Referring now to Fig. 9, therein is shown a device 100 for the addition of acid or base 101. The acid or base 101 is introduced into a tightly configured tubular flow channel 102 by way of line 103. The suppressed eluant 105 is flowed through the channel 102. The tightly configured channel 102 acts as a mixing element. A tube can be tightly configured by, for example, knitting a tube or by tying a tube in a series of knots. It will be noticed that the step of adding the acid or base 101 to the suppressed eluant is followed by the step of mixing the acid or base treated suppressed eluant.
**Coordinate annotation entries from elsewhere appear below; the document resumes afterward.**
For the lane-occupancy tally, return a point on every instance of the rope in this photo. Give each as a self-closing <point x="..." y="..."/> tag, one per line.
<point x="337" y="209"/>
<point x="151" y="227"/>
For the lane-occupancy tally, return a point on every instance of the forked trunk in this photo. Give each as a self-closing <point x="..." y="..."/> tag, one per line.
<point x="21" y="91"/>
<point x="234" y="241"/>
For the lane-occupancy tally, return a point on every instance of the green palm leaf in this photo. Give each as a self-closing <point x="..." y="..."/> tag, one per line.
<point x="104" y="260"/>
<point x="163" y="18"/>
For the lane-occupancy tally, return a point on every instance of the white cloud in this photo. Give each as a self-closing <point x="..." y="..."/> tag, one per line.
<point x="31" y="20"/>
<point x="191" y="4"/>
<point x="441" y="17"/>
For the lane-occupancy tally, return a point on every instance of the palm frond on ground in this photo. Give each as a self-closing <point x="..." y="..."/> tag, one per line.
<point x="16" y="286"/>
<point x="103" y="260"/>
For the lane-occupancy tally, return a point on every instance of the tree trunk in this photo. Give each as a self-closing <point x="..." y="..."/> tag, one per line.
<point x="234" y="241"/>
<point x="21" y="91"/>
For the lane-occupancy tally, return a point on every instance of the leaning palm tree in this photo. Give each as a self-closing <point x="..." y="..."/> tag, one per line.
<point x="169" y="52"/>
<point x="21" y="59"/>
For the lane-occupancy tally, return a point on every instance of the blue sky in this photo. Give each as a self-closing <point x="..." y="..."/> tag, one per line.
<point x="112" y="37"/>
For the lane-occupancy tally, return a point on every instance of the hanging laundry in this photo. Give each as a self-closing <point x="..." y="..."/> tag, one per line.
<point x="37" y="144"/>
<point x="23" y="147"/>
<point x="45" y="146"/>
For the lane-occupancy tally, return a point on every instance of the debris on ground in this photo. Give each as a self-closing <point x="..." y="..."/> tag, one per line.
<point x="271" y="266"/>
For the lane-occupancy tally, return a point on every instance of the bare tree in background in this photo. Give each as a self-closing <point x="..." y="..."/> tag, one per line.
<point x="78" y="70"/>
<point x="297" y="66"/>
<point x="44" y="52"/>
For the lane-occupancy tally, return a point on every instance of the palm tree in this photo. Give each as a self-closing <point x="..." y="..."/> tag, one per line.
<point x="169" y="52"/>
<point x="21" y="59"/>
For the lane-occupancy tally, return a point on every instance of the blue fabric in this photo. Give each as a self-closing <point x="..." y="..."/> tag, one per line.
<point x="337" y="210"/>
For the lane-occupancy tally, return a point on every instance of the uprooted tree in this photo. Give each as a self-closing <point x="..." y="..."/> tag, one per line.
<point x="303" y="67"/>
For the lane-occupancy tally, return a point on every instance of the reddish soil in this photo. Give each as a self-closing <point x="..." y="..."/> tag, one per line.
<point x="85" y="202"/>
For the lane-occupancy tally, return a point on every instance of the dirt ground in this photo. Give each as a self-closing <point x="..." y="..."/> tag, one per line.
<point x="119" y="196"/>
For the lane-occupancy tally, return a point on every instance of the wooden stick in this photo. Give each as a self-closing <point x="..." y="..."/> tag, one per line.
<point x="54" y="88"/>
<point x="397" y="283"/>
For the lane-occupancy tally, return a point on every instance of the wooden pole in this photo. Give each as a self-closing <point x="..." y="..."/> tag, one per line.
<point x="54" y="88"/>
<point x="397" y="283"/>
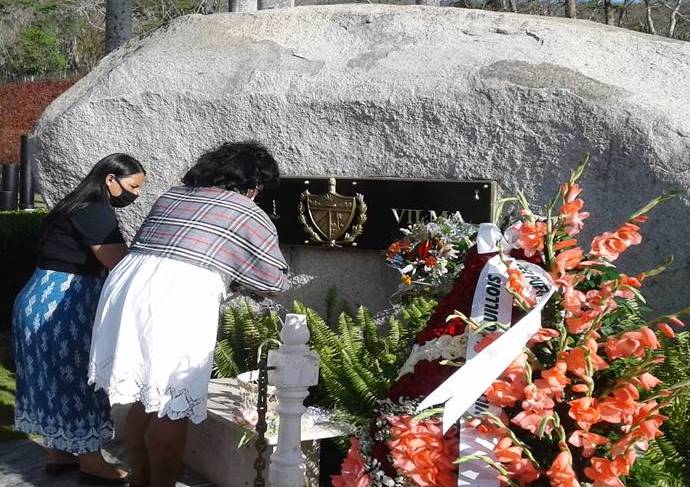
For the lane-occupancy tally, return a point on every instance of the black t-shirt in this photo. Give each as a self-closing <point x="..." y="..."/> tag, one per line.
<point x="65" y="247"/>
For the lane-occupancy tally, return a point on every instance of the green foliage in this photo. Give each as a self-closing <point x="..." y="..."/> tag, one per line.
<point x="360" y="359"/>
<point x="37" y="52"/>
<point x="667" y="462"/>
<point x="244" y="330"/>
<point x="19" y="234"/>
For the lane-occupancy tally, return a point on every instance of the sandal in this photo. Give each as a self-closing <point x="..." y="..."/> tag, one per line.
<point x="91" y="479"/>
<point x="58" y="468"/>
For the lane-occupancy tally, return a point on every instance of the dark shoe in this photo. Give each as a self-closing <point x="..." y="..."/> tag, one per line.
<point x="90" y="479"/>
<point x="57" y="468"/>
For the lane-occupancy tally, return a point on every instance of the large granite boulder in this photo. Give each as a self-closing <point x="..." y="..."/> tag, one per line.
<point x="397" y="91"/>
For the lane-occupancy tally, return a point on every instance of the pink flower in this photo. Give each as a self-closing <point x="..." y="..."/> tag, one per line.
<point x="422" y="453"/>
<point x="352" y="472"/>
<point x="528" y="236"/>
<point x="587" y="441"/>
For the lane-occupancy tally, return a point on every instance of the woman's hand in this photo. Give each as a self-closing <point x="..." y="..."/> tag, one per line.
<point x="109" y="254"/>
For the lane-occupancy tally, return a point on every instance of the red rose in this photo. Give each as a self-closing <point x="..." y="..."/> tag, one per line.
<point x="423" y="249"/>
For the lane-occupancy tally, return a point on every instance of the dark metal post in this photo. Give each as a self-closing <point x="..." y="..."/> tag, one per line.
<point x="10" y="180"/>
<point x="26" y="179"/>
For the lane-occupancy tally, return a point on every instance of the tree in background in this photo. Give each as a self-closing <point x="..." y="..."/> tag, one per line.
<point x="118" y="23"/>
<point x="48" y="37"/>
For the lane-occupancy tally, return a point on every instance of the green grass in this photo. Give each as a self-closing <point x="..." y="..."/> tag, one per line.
<point x="7" y="391"/>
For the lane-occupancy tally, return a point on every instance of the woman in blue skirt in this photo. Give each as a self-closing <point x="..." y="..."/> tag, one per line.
<point x="53" y="317"/>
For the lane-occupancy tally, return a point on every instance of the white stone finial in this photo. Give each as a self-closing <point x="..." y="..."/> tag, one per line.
<point x="294" y="369"/>
<point x="295" y="332"/>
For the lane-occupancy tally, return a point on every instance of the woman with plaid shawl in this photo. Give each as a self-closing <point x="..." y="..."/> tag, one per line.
<point x="157" y="317"/>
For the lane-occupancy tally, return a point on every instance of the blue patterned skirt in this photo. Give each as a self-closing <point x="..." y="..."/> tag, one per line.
<point x="52" y="322"/>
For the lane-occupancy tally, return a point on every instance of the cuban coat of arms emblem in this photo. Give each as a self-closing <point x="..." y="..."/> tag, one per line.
<point x="331" y="219"/>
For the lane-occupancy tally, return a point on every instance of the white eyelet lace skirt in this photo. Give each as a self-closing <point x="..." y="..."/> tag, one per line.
<point x="154" y="334"/>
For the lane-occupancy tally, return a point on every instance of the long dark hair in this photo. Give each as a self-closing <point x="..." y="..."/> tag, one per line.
<point x="235" y="166"/>
<point x="92" y="188"/>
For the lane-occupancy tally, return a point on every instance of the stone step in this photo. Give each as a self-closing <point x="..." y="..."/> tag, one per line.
<point x="213" y="446"/>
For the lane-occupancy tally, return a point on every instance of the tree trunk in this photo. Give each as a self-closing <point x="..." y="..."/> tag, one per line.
<point x="118" y="23"/>
<point x="608" y="14"/>
<point x="621" y="13"/>
<point x="673" y="21"/>
<point x="650" y="21"/>
<point x="571" y="9"/>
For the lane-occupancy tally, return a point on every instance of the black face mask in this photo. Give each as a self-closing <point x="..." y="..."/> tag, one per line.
<point x="125" y="198"/>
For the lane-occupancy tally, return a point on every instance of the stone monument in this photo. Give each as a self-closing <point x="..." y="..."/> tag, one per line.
<point x="390" y="91"/>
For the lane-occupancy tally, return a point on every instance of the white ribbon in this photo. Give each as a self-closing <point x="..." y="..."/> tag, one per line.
<point x="492" y="302"/>
<point x="460" y="391"/>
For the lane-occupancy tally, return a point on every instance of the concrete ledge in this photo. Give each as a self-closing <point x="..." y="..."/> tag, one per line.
<point x="212" y="446"/>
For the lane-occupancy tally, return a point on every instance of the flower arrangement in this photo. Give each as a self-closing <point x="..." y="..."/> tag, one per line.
<point x="577" y="406"/>
<point x="430" y="252"/>
<point x="581" y="402"/>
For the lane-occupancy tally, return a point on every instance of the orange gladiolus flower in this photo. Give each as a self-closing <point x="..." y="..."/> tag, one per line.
<point x="630" y="234"/>
<point x="530" y="420"/>
<point x="572" y="299"/>
<point x="620" y="406"/>
<point x="676" y="322"/>
<point x="582" y="321"/>
<point x="422" y="453"/>
<point x="352" y="472"/>
<point x="632" y="344"/>
<point x="537" y="399"/>
<point x="604" y="472"/>
<point x="554" y="380"/>
<point x="529" y="236"/>
<point x="585" y="412"/>
<point x="573" y="218"/>
<point x="543" y="335"/>
<point x="666" y="330"/>
<point x="577" y="361"/>
<point x="648" y="421"/>
<point x="570" y="191"/>
<point x="519" y="469"/>
<point x="565" y="244"/>
<point x="487" y="340"/>
<point x="646" y="381"/>
<point x="561" y="473"/>
<point x="568" y="259"/>
<point x="587" y="441"/>
<point x="505" y="394"/>
<point x="608" y="245"/>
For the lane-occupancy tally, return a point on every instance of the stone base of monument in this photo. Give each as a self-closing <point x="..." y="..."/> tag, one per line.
<point x="212" y="446"/>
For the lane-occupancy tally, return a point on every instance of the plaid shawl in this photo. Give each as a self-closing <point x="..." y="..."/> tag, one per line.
<point x="217" y="229"/>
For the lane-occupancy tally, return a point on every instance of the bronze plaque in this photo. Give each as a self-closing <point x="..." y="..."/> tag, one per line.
<point x="368" y="212"/>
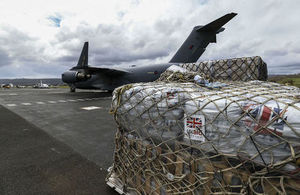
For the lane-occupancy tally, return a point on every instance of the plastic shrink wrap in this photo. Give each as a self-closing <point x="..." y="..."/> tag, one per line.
<point x="255" y="120"/>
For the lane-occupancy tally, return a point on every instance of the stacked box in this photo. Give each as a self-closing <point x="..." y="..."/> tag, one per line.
<point x="235" y="69"/>
<point x="182" y="138"/>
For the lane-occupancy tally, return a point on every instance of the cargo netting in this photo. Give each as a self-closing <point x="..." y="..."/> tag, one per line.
<point x="235" y="69"/>
<point x="185" y="138"/>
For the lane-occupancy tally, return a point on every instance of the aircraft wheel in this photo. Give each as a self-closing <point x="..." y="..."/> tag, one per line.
<point x="72" y="89"/>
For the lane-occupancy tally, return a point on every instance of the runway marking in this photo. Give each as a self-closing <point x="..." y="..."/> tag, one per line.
<point x="91" y="108"/>
<point x="26" y="104"/>
<point x="10" y="105"/>
<point x="55" y="92"/>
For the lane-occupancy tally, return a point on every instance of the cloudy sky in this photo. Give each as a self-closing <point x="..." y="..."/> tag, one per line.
<point x="44" y="38"/>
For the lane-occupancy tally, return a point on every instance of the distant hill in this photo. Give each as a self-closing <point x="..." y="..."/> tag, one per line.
<point x="30" y="82"/>
<point x="292" y="79"/>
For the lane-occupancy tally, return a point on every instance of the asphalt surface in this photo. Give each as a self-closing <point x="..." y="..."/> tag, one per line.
<point x="55" y="142"/>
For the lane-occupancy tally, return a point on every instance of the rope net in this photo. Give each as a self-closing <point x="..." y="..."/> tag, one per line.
<point x="186" y="138"/>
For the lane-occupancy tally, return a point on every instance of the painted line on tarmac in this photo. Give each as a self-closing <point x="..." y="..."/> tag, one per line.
<point x="91" y="108"/>
<point x="11" y="105"/>
<point x="70" y="100"/>
<point x="26" y="104"/>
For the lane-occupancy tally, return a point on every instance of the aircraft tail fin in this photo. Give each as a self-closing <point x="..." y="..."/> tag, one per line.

For example, the effluent from a microelectrodialytic base generator used as a base addition device can be mixed by any suitable means such as the means shown in Figs 7-9.

Referring now to Fig. 10, therein is shown an acid or base addition device 110. The acid or base 111 is positioned on one side of an acid or base permeable planar membrane 112. The suppressed eluant 116 is flowed through a channel 113 defined by a body 114. A screen 115 of woven filament material is positioned adjacent the membrane 112 and acts as a mixing element to mix the acid or base treated suppressed eluant.

Referring now to Fig. 11, therein is shown an acid or base addition device 120. The acid or base 121 is positioned on one side of an acid or base permeable planar membrane 122. The suppressed eluant 126 is flowed through a channel 123 defined by a body 124. A plurality of particles 125 are positioned adjacent the membrane 122 and act as a mixing element to mix the acid or base treated suppressed eluant.

It will now be appreciated that the specific means used in the instant invention to add the acid or base to the suppressed eluant stream is not critical in the invention. Similarly, the specific means used to mix the acid or base treated suppressed eluant stream is not critical.

In the absence of such mixing, it is believed that the only significant mechanism for mass transport in the direction radial of the direction of flow is diffusion. Such diffusion is a relatively slow process compared to physical mixing. It is believed that the reason the baseline noise of detection of weak acid anions (or weak base cations) can be reduced by a factor of at least two in the instant invention relative to the prior art is the mixing step and mixing elements of the instant invention.